Interactive Visualizations with plotly
Contents
Interactive Visualizations with plotly#
So far, we have learned about two visualization libraries - matplotlib and seaborn. A third option we will discuss is the plotting library plotly.
Plotly can be used to create interactive visualizations. It is a newer library than matplotlib, and it doesn’t have quite as many options for statistical graphs as seaborn. However, it is gaining more of a userbase every day, and is nice to use in Jupyter notebooks because the graphs are all automatically interactive. Plotly also has a javascript interface, and can be used with plotly-dash
to create web apps.
In this section, we will be making the same visualizations we made in the seaborn lesson. In that lesson, we loaded data we cleaned from the paper
Potts, R.O., Guy, R.H. A Predictive Algorithm for Skin Permeability: The Effects of Molecular Size and Hydrogen Bond Activity.

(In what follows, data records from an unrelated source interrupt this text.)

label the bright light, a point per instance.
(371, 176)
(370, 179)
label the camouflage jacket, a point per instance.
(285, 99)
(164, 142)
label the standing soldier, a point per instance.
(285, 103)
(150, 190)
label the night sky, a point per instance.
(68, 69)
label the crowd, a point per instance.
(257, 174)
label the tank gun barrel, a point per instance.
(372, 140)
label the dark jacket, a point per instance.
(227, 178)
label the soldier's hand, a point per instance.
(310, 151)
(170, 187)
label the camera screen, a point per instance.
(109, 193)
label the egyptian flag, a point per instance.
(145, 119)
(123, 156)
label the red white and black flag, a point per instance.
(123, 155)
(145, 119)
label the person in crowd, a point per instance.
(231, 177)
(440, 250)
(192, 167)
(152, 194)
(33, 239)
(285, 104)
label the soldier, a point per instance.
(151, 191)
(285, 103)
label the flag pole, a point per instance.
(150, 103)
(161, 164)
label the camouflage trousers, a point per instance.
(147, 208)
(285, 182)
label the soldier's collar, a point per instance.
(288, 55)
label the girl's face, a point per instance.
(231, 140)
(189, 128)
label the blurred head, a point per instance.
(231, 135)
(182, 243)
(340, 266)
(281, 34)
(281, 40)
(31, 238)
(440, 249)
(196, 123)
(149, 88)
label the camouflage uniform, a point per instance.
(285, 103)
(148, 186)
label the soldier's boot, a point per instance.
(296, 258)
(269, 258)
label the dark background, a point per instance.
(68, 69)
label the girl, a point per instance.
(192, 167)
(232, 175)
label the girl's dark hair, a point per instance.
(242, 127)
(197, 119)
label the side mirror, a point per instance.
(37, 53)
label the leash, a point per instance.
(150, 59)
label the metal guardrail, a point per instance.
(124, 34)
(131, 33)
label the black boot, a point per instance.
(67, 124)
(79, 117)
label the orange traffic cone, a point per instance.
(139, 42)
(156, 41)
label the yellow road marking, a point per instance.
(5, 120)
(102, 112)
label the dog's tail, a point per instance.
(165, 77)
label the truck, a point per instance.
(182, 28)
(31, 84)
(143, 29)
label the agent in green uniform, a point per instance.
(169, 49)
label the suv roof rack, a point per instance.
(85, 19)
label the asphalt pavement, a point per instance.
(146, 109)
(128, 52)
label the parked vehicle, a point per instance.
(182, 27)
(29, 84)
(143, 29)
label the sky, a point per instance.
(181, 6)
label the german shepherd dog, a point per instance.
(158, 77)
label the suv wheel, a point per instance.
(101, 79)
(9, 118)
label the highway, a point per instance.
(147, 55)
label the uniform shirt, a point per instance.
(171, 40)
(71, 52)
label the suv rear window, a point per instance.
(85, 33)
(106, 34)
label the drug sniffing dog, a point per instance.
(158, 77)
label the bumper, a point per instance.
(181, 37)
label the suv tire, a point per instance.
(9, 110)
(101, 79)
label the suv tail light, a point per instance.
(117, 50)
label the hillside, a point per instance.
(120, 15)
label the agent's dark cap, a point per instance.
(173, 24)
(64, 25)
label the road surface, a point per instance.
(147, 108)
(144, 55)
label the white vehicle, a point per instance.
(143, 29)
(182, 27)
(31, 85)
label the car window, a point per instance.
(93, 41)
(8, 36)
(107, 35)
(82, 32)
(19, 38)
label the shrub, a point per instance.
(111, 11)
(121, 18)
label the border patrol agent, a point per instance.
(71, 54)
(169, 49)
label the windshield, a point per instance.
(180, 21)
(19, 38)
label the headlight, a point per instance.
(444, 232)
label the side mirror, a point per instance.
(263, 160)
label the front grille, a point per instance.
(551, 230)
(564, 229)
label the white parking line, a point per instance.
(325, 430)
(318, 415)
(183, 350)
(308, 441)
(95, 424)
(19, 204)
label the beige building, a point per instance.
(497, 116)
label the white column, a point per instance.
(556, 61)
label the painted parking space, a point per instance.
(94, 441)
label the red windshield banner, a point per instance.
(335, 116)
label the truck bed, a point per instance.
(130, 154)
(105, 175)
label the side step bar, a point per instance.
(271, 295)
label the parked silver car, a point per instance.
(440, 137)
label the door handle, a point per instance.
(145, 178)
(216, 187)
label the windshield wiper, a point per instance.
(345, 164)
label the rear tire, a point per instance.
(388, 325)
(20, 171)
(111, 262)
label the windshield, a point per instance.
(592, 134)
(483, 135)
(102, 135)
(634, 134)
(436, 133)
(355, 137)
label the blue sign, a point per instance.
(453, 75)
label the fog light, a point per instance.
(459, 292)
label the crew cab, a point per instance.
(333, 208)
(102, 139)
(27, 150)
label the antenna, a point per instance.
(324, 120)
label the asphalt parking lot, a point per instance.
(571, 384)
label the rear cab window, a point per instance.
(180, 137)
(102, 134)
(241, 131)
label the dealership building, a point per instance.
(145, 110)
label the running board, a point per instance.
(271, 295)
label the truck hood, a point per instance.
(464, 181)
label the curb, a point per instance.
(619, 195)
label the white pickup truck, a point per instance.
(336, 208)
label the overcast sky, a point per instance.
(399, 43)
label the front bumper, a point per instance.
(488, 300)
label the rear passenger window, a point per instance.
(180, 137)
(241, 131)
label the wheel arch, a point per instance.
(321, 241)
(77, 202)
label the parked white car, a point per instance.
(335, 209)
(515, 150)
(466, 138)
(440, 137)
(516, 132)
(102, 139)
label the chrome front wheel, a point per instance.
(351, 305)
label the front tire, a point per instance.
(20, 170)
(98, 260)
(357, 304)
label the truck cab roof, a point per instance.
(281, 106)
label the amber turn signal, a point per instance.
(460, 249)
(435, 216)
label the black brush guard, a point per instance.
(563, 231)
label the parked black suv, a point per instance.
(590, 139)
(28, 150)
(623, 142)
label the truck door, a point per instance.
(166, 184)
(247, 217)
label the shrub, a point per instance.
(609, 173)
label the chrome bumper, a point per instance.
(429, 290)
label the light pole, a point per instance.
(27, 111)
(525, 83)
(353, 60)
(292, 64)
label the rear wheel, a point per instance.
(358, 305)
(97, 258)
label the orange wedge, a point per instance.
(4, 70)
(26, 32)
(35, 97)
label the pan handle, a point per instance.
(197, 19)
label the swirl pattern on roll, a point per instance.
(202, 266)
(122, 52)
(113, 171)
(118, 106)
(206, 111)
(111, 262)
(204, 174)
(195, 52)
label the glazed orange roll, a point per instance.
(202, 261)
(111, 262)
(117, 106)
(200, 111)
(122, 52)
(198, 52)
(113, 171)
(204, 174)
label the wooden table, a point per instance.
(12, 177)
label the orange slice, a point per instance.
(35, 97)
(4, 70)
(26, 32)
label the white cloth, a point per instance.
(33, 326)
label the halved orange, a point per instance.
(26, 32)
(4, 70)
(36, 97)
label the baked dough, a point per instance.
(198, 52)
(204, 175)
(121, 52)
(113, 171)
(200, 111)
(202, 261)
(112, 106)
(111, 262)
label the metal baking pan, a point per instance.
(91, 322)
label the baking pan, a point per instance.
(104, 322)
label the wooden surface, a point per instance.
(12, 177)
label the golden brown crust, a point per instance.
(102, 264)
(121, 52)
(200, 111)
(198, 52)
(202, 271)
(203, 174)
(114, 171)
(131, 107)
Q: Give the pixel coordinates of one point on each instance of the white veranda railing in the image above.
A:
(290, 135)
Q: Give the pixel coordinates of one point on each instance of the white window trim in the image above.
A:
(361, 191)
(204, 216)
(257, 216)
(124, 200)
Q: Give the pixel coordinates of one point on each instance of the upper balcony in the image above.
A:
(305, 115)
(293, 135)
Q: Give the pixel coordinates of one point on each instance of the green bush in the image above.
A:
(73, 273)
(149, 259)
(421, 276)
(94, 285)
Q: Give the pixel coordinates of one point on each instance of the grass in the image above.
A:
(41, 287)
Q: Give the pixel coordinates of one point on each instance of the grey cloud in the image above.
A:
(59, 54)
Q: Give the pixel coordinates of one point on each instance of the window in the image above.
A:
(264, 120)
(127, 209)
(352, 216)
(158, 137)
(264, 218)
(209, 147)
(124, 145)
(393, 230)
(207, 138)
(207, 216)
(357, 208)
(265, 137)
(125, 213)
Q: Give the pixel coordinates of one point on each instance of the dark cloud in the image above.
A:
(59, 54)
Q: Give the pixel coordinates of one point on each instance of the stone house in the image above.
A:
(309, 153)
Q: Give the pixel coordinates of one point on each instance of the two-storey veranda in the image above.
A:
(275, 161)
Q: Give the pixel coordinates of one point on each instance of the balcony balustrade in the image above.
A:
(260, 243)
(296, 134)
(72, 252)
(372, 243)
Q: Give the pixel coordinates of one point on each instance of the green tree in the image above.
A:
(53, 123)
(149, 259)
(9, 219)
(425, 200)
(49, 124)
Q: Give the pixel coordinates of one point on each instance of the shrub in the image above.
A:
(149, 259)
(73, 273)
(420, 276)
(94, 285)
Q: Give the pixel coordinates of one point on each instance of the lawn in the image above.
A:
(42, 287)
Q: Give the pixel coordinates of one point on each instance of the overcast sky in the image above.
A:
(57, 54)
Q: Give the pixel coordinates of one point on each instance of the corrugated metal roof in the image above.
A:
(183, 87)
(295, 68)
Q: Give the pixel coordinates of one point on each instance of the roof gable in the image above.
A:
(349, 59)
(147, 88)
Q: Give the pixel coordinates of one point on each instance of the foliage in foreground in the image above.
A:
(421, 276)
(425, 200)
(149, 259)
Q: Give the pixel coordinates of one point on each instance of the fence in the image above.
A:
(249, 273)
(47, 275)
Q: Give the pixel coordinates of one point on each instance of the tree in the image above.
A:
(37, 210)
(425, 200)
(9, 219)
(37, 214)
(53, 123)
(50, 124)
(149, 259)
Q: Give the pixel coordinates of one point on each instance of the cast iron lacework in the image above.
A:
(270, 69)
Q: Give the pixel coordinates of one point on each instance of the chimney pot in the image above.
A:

Pharm Res 12, 1628–1633 (1995). https://doi.org/10.1023/A:1016236932339
To visualize with plotly, we will import plotly express
.
import os
import pandas as pd
import plotly.express as px
file_path = os.path.join("data", "potts_table1_clean.csv")
df = pd.read_csv(file_path)
df.head()
Compound | log P | pi | Hd | Ha | MV | R_2 | log K_oct | log K_hex | log K_hep | |
---|---|---|---|---|---|---|---|---|---|---|
0 | water | -6.85 | 0.45 | 0.82 | 0.35 | 10.6 | 0.00 | -1.38 | NaN | NaN |
1 | methanol | -6.68 | 0.44 | 0.43 | 0.47 | 21.7 | 0.28 | -0.73 | -2.42 | -2.80 |
2 | methanoicacid | -7.08 | 0.60 | 0.75 | 0.38 | 22.3 | 0.30 | -0.54 | -3.93 | -3.63 |
3 | ethanol | -6.66 | 0.42 | 0.37 | 0.48 | 31.9 | 0.25 | -0.32 | -2.24 | -2.10 |
4 | ethanoicacid | -7.01 | 0.65 | 0.61 | 0.45 | 33.4 | 0.27 | -0.31 | -3.28 | -2.90 |
Creating Scatter Plots#
First, we will create a scatter plot of log P
vs pi
. This is accomplished using the px.scatter
command. Plotly-express works with pandas dataframes. We must pass a pandas dataframe and indicate the column names for x
and y
.
When working with plotly, you will capture the output of this function as a variable. When we want to see the plot, we use variable_name.show()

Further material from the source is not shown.